Tel Aviv, May 2008

Sunday, June 8, 2008

Machine guns dangle at their hips. Almost every girl and boy in Israel joins the army for a year or two, right after high school, working for room & board and about $100/month spending money. Some get exemptions for religious reasons. Soldiers and semi-military security guards and police are everywhere, relaxed with their machine guns and pistols and batons. Checking your backpack before you enter the bar, checking the trunk of your taxi before you enter IAI’s company compound or pass a highway checkpoint, they’re friendly but very serious. Just off duty, soldiers wander through the mall, some with cellphones, some still carrying their machine gun.

The beach is the most fun I’ve ever seen. Thousands of colourful lounge chairs and beach umbrellas along kilometres of beach, at the edge of the city. Beach volleyball nets are every 100 metres. Just a broad curving promenade separates the beach from the busy streets. Skyscrapers and chain hotels dot the city, with construction cranes and tenements between. On the seaside, cafés dot the beach. Today I ate my lunch with my bare feet in the sand, a big beach umbrella over my head, a beer in my hand, and a terrific Thai chicken salad on my table. Gorgeous girls in bikinis walked by every few minutes. I often say less than 15% of women are beautiful to me (as an engineer, I’ve actually counted!), but on the Tel Aviv beach, the statistic almost doubles.
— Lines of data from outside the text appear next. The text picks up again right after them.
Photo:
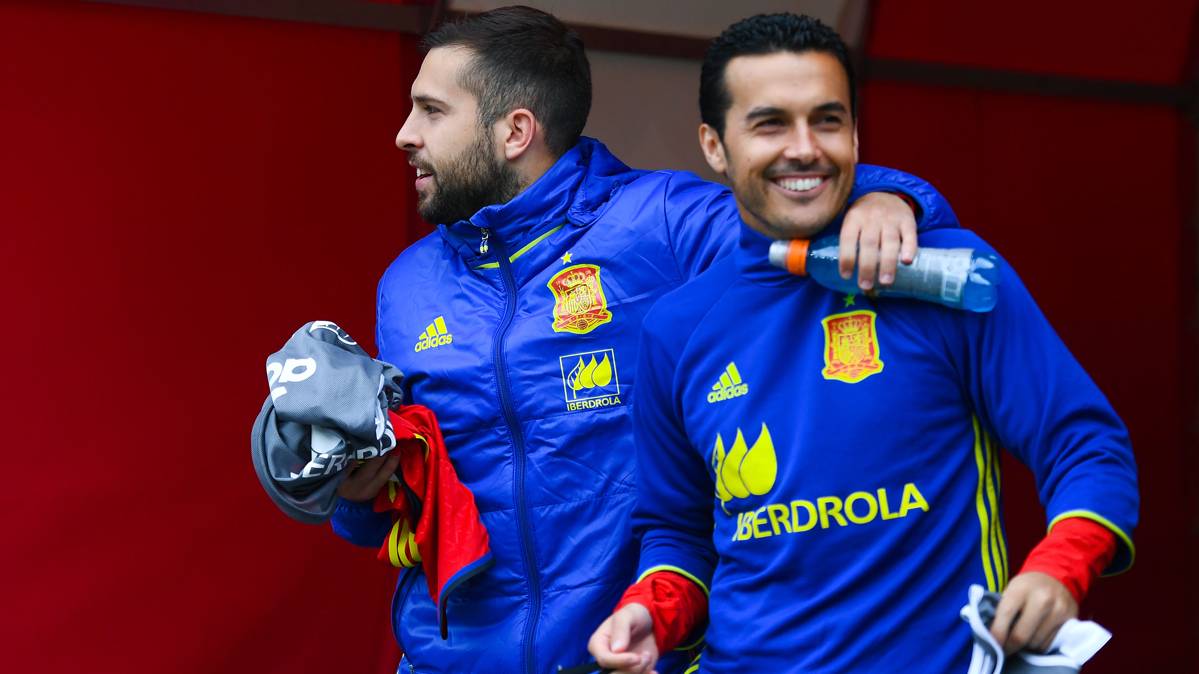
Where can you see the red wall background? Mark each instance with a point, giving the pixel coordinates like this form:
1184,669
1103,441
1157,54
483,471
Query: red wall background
180,191
1091,200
Kevin and I power-walked to dinner in Jaffa the other night, 45 minutes of beachfront as the sun dipped into the Mediterranean. Over the kilometres, the happy middle class Jew gave way to the poor Arab, the streets got dirtier, the fashion less polished. There are gentrified neighbourhoods there, a tourist draw on the fortified old British port, but a world away from the happy-go-lucky beach a couple kilometres away. But the food! A simple place with an Arabic name, nearly wordless service, and ridiculously low prices, gave me the best meal I’ve had since leaving home. Arab-style salad came as a plate of humus in the middle, and a dozen little plates of delectable salads around it, with naan-like bread so delicious you can forget to eat the other food. A dozen tiny salads, some spicy, some sweet, all wonderfully fresh and piquant. The waiter tried to push back on a 20-shekel tip as too much, wanting only 10.

As we power-walked back along the beach again, I noticed the humidity. Like Avi at IAI explained, the summer temperatures here are only a few degrees above today’s 30, but the humidity rises 20% and that’s what makes you suffer. Me, I’m thinking the air conditioning and the ocean to swim in make humidity a non-problem… and I’m reminded how lucky I am to have this office job. In the past year, I’ve stayed in London England, Puerto Vallarta Mexico, Tel Aviv Israel, Seoul Korea, and scattered bits of China. Wow!

The Israelis work so hard. No wonder they’ve built this middle class paradise out of a hostile desert in 60 years. Our friends at IAI come to work around 7 or 8am, and most of them are still there when I usually leave around 6pm. They work those hours 5 or 6 days a week, steady. Sure, the production labourers leave on the 200 company buses after a normal shift at 4:15pm, but the parking lot’s full of cars at 8pm.